Подкапывала какая-то животворящая жидкость, сразу из двух банок.
Разговаривая, Захарченко время от времени недовольно поглядывал на эти банки, ему казалось, что всё происходит слишком медленно.
Потом я заметил, что ему так кажется всегда: жизнь должна происходить быстро — нестись с такой скоростью, чтоб цветы и травы склонялись по пути.
Наконец, его отцепили от склянок, он быстро встал и начал одеваться в свою почти неизменную «горку», которая, ничего не поделаешь, идёт ему куда больше костюма и даже парадного кителя.
«Горка» была выстиранная, опрятная, но явно поношенная.
— Ты всю войну в ней прошёл? — спросил я. Прилюдно я буду обращаться к нему на «вы»; в неофициальной обстановке на «ты».
— А по ней видно. Я тебе сейчас покажу. Вот она, зашитая-перешитая, подряпаная, потёртая. Её от пота, и от крови стирали. Когда в меня пуля попала, мне распороли штанину; потом зашили. И в берцах в этих я тоже всю войну проходил. Вот заплатку на берцах поставили — наши мастера сапожники.
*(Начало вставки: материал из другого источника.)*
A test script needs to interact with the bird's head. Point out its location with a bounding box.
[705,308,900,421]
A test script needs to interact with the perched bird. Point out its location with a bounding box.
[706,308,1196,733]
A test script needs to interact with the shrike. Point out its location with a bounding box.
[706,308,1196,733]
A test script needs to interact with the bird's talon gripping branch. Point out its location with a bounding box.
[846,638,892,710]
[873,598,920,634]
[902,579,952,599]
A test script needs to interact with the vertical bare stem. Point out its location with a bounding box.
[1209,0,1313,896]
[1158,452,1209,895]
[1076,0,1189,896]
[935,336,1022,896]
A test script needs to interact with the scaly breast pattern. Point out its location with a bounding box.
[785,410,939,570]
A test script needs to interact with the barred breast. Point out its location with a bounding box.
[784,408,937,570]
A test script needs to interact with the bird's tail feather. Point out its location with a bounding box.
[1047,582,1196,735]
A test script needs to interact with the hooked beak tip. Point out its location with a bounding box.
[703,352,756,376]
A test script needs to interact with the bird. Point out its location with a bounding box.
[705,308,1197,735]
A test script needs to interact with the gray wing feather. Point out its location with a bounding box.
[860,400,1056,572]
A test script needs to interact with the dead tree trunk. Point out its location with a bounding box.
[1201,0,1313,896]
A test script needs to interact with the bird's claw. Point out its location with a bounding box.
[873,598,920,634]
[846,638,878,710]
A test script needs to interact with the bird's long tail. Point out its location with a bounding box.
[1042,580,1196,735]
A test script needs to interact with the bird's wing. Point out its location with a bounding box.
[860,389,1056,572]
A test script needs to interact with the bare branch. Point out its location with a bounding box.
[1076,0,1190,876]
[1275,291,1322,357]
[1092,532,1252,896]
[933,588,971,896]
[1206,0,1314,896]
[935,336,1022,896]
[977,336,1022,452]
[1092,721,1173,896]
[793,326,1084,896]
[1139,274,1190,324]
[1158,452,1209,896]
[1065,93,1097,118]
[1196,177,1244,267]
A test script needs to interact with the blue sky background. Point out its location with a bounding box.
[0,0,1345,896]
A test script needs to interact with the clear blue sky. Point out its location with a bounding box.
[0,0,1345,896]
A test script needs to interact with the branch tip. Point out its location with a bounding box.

Последний раз Захарченко был ранен в ногу, пуля прошла над самой пяткой — он заметно прихрамывает.
«Надо же, — думаю, — оставил старые берцы».
Но про суеверия пока не спрашиваю; не очень понятно: ходить в прострелянных берцах — это суеверие, или, что ли, бравада, или ещё что-то; может, просто берцы жалко.
— Поменяешь форму?
— Конечно, одену новую.
— Когда войны не будет?
Захарченко вешает на ремень нож, он всегда с ножом, и, быстро подняв взгляд, секунду смотрит на меня:
— Войны не будет? Будет. Как начиналась Вторая мировая? Тоже с таких вот непонятных конфликтов: то Польша, то Чехословакия, то Финляндия, то ещё что-то. А тут мы, тут Сирия. Давайте смотреть правде в глаза. Мы сейчас врубимся по полной программе. Уже врубились. Исходя из опыта истории пройдёт два-три года — и мы сцепимся. Всё, что должно решиться кровью и железом, оно решится кровью и железом, и больше ничем. Ты не сможешь убрать из СБУ[2] 70 % ЦРУшников без применения силы. Ты не сможешь убрать из их Минобороны всех заезжих советников. А как ты будешь с Яценюком разговаривать? Он агент ЦРУ, и не только он. — Захарченко затягивает ремень, и уже по дороге в свой кабинет договаривает:
— Всё, что должно решиться войной, рано или поздно ею решится. Любая драка должна завершиться чьей-то победой или поражением. Если мы решим случившееся миром, то и я, и 90 % из тех людей, которые здесь остались, — все мы будем считать, что у нас украли победу. А те, которые там, — как они будут воспринимать нас? Если у них неправильное правительство, которое выбрало себе не тех союзников, и армия их неправильно себя вела, — это не может так закончиться, как сейчас. Мы с людьми на другой стороне — одной крови, и здесь не может быть выигравших и проигравших. Если ты нёс слова правды и проиграл — значит, возвращайся на другую сторону и стань победителем.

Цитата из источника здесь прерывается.